De petite noblesse florentine, protagoniste d’une histoire politique mouvementée, alors qu’il fut ambassadeur envoyé par les guelfes blancs auprès du pape, puis condamné à mort par les guelfes noirs avant de fuir en exil, Dante Alighieri reste une référence absolue. L’incroyable voyage qu’il propose avec L’Enfer, Le Purgatoire et Le Paradis connut un succès stupéfiant auprès de ses contemporains. De tous les épisodes de sa vie, c’est sa rencontre avec Béatrice qui reste le plus célèbre. Sur la foi des témoignages de Boccace, on sait que la jeune Florentine, Béatrice Portinari, fille de banquier – croisée pour la première fois alors qu’elle avait 9 ans et qui mourut à 24 ans –, a inspiré une grande partie de l’œuvre du poète. On connaît moins le Dante politique, ambassadeur à Rome, puis auprès de la république de Venise, ses années d’exil, ses trois condamnations à mort.

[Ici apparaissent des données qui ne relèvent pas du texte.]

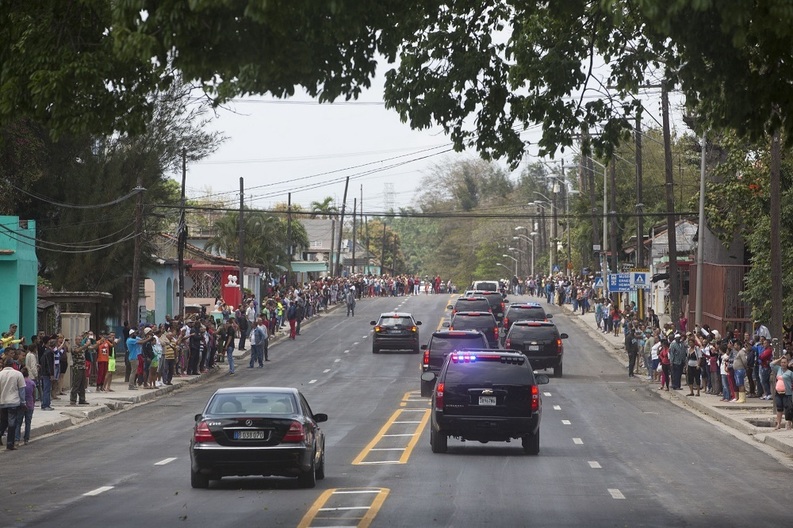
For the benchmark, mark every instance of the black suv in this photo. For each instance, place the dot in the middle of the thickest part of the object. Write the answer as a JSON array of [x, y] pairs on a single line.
[[485, 322], [473, 303], [540, 341], [524, 312], [442, 342], [395, 331], [496, 301], [486, 395]]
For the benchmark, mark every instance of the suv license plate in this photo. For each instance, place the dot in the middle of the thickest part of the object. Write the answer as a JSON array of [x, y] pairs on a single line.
[[248, 435], [487, 400]]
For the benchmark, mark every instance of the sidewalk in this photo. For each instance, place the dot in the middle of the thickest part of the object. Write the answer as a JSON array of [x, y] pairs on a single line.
[[104, 403], [755, 418]]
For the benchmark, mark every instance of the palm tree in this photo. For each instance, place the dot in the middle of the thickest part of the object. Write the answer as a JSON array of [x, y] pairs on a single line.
[[324, 209]]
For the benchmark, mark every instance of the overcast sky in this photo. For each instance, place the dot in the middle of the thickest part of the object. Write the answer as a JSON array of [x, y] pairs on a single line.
[[300, 146]]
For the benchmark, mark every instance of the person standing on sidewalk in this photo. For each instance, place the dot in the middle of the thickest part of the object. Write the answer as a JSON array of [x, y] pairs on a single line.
[[79, 378], [230, 333], [677, 356], [783, 392], [12, 400]]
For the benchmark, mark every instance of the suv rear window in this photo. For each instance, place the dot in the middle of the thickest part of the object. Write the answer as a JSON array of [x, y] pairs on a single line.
[[489, 371], [537, 333], [526, 313]]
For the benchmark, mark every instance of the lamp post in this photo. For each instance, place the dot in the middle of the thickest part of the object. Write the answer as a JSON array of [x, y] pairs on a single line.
[[513, 258], [530, 241]]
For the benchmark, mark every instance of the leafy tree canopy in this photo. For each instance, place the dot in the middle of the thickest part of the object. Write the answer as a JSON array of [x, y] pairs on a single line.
[[484, 70]]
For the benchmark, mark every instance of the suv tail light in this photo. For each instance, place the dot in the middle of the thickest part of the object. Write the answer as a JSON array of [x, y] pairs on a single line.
[[295, 433], [202, 433], [439, 396], [535, 398]]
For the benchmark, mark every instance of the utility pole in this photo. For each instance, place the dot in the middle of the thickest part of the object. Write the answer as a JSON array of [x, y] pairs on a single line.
[[671, 227], [640, 211], [701, 236], [776, 254], [339, 265], [182, 236], [354, 210], [241, 236], [613, 216], [138, 250]]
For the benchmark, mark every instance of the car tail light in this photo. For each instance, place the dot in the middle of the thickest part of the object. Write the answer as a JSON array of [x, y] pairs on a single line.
[[295, 433], [535, 398], [202, 433]]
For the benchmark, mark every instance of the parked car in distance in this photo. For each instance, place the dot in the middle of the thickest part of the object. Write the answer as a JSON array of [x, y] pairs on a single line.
[[540, 341], [441, 344], [484, 396], [395, 331], [257, 431]]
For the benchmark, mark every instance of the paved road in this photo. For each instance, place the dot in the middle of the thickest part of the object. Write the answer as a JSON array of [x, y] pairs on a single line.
[[612, 453]]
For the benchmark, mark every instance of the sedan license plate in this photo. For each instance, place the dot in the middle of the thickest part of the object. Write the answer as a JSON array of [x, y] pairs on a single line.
[[248, 435], [487, 400]]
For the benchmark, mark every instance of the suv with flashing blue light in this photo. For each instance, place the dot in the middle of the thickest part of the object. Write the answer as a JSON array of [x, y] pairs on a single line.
[[484, 396]]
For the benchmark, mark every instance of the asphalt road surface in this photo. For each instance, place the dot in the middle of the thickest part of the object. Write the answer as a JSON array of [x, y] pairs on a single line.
[[612, 453]]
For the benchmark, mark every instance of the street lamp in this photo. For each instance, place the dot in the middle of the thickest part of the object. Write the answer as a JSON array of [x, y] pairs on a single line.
[[530, 241], [516, 262]]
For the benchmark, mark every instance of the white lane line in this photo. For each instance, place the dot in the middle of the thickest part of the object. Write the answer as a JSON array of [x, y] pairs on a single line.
[[97, 491], [345, 508], [616, 494]]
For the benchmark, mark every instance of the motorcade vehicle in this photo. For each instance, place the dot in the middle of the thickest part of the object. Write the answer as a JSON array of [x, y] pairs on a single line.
[[395, 331], [441, 344], [484, 396], [470, 303], [484, 321], [257, 431], [540, 341]]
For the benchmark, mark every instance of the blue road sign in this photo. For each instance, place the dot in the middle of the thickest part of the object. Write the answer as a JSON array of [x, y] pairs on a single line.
[[640, 280], [619, 282]]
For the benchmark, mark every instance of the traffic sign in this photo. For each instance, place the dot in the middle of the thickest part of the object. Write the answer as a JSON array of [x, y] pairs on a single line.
[[640, 280], [619, 282]]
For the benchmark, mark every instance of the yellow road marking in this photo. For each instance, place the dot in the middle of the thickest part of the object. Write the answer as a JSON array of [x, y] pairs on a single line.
[[364, 521]]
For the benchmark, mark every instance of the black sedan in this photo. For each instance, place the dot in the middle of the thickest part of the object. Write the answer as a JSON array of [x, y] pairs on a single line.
[[257, 431]]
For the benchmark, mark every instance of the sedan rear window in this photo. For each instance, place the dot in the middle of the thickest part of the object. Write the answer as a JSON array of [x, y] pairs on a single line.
[[396, 321], [252, 403]]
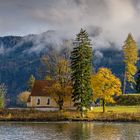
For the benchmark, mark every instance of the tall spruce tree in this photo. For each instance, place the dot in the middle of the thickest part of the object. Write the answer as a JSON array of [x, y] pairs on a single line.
[[138, 82], [81, 66], [130, 51]]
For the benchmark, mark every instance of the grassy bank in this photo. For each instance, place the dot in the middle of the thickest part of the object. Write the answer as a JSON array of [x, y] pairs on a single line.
[[112, 114]]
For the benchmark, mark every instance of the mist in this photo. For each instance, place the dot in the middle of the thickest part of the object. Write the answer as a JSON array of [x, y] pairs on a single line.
[[106, 21]]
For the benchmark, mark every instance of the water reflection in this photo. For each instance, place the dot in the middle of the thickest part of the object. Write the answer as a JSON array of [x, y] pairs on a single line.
[[70, 131]]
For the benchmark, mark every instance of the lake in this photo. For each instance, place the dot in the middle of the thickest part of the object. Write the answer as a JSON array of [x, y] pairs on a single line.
[[69, 131]]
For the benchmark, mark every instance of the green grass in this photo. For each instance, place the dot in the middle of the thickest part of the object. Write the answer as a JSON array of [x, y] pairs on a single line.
[[118, 109]]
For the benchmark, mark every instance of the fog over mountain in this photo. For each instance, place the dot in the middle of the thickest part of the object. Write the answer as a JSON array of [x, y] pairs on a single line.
[[105, 20]]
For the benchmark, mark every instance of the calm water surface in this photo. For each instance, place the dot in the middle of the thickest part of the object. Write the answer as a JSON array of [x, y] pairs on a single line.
[[70, 131]]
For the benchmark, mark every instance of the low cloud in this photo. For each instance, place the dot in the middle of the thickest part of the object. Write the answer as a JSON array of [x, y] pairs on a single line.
[[105, 20]]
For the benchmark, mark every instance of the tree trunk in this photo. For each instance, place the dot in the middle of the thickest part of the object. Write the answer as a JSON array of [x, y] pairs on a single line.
[[60, 103], [103, 105], [124, 83]]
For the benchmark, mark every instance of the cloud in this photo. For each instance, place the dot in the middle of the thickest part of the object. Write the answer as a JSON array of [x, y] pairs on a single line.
[[105, 20]]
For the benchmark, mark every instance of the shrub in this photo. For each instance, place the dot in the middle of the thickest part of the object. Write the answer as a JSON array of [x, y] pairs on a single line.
[[128, 99]]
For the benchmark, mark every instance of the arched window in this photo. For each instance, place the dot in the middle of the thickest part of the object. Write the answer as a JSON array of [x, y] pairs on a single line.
[[48, 101], [38, 101]]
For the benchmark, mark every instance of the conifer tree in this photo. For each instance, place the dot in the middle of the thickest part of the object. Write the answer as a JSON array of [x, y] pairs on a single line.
[[138, 82], [31, 82], [81, 67], [130, 51]]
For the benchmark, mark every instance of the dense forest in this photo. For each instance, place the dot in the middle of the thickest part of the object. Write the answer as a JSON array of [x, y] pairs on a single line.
[[21, 56]]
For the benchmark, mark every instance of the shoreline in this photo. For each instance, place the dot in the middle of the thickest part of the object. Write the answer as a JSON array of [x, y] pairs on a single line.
[[19, 115]]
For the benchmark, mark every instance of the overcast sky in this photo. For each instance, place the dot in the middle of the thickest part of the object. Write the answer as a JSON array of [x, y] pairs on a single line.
[[104, 19]]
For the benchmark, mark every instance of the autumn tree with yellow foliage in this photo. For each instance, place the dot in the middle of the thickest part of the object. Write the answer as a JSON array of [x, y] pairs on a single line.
[[130, 52], [105, 85]]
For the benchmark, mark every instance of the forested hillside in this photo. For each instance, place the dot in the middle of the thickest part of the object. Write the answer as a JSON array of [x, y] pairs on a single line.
[[21, 56]]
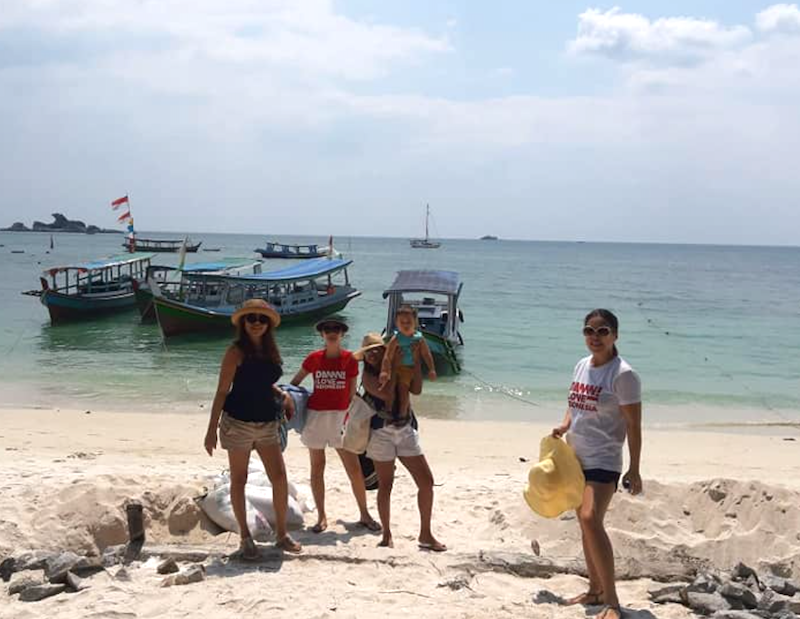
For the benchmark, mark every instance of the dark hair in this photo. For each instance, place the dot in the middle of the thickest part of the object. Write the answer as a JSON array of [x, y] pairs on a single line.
[[269, 349], [610, 319]]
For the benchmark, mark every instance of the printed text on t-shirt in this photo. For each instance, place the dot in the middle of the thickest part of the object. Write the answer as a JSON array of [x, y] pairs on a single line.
[[330, 379], [584, 397]]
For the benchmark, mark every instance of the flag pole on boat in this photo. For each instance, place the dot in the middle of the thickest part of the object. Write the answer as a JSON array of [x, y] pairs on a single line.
[[115, 205]]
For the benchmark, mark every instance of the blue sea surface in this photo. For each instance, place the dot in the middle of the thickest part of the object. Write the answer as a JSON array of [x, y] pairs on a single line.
[[714, 331]]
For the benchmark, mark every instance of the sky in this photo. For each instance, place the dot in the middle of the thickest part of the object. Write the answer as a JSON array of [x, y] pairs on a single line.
[[651, 121]]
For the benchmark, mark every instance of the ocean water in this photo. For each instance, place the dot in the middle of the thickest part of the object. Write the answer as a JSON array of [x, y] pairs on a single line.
[[714, 331]]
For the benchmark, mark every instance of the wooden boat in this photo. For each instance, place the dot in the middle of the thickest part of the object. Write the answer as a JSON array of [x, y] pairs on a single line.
[[171, 281], [292, 252], [163, 246], [435, 296], [301, 293], [90, 289], [425, 243]]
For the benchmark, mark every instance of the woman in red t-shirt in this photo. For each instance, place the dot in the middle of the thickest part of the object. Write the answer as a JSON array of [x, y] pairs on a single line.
[[335, 372]]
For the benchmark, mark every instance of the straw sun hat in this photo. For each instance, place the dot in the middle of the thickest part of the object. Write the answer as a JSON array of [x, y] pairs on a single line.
[[257, 306], [556, 482], [370, 341]]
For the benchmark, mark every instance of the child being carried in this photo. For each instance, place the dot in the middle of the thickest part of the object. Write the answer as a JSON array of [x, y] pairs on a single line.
[[401, 352]]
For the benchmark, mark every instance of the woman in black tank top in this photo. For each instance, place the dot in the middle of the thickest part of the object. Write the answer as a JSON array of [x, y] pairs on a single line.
[[246, 410]]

Savait-on par exemple qu’en 1302 il fut condamné (par contumace) à être brûlé vif pour « gains illicites et détournements de fonds, insubordination au pape et à Charles de Valois […], trouble à l’ordre public et conspiration contre Pistoia » ? L’ouvrage de Malato éclaire d’un jour nouveau les pans plus méconnus de la vie de Dante, décédé à Ravenne dans la nuit du 13 au 14 septembre 1321.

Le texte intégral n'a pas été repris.